Failed to collect raid controller device S.M.A.R.T data

sdragon83 commented 1 year ago

I tried to collect data from a server with a raid controller through smartctl exporter.

However, an error occurred as below.

How can i collect S.M.A.R.T data on raid controller devices?

tomazb commented 1 year ago

Yes, this is the real reason why you need such a service in the first place - to monitor devices that are not easily visible inside the operating system.

marpears commented 1 year ago

If the device type was able to be retrieved and passed into function readSMARTctl then this could be used with the --device flag and would be a safer way of being able to scan all device types. EG as below :

smartctl --json --info --health --attributes --tolerance=verypermissive --nocheck=standby --format=brief --device megaraid,0 /dev/bus/1

josefzahner commented 1 year ago

@marpears I can read the device info with smartctl including the device option, but NOT with smartctl_exporter...

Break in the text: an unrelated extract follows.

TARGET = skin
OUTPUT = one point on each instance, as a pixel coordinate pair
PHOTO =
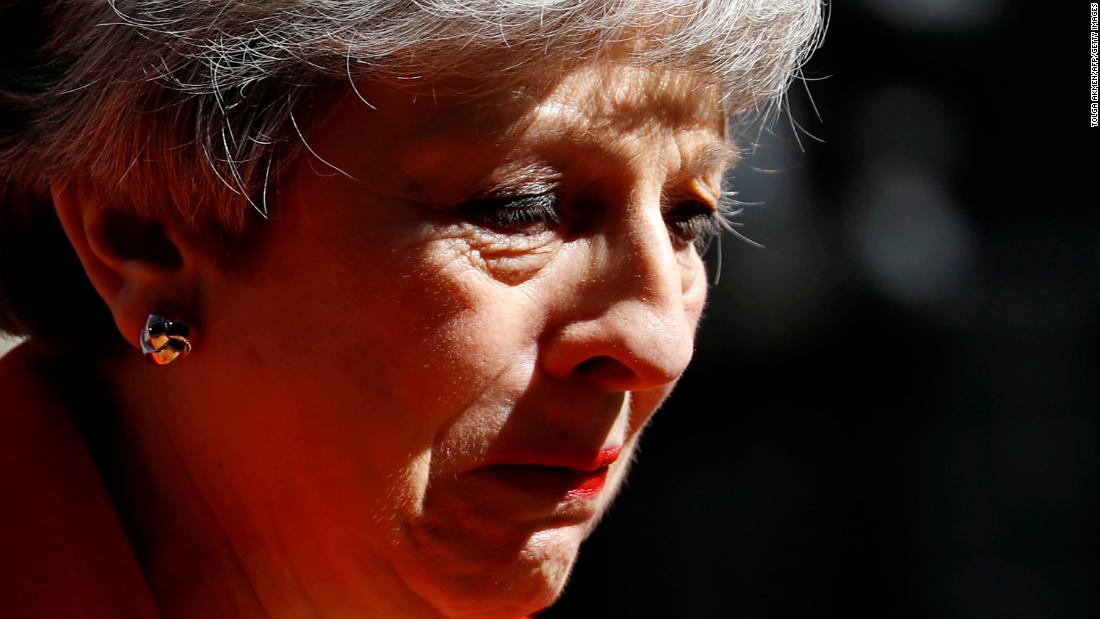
(322, 451)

$ smartctl --json --info --health --attributes --tolerance=verypermissive --nocheck=standby --format=brief --device cciss,1 /dev/sdb
{
  "json_format_version": [
    1,
    0
  ],
  "smartctl": {
    "version": [
      7,
      3
    ],
    "svn_revision": "5338",
    "platform_info": "x86_64-linux-3.10.0-957.27.2.el7.x86_64",
    "build_info": "(local build)",
    "argv": [
      "smartctl",
      "--json",
...

but this doesn't work:

$ smartctl_exporter --smartctl.device='cciss,1 /dev/sdb'
ts=2022-12-02T09:40:45.718Z caller=main.go:90 level=info msg="Starting smartctl_exporter" version="(version=0.9.1, branch=HEAD, revision=a58c632ea8fa0f4f10a9ac9e941e610a7bb2efc1)"
ts=2022-12-02T09:40:45.718Z caller=main.go:91 level=info msg="Build context" build_context="(go=go1.19.3, user=root@fa2a9a938fb5, date=20221106-21:46:18)"
ts=2022-12-02T09:40:45.735Z caller=main.go:112 level=warn msg="Device unavailable" name="cciss,1 /dev/sdb"
ts=2022-12-02T09:40:45.735Z caller=main.go:119 level=info msg="No devices specified, trying to load them automatically"
ts=2022-12-02T09:40:45.735Z caller=main.go:124 level=error msg="No devices found"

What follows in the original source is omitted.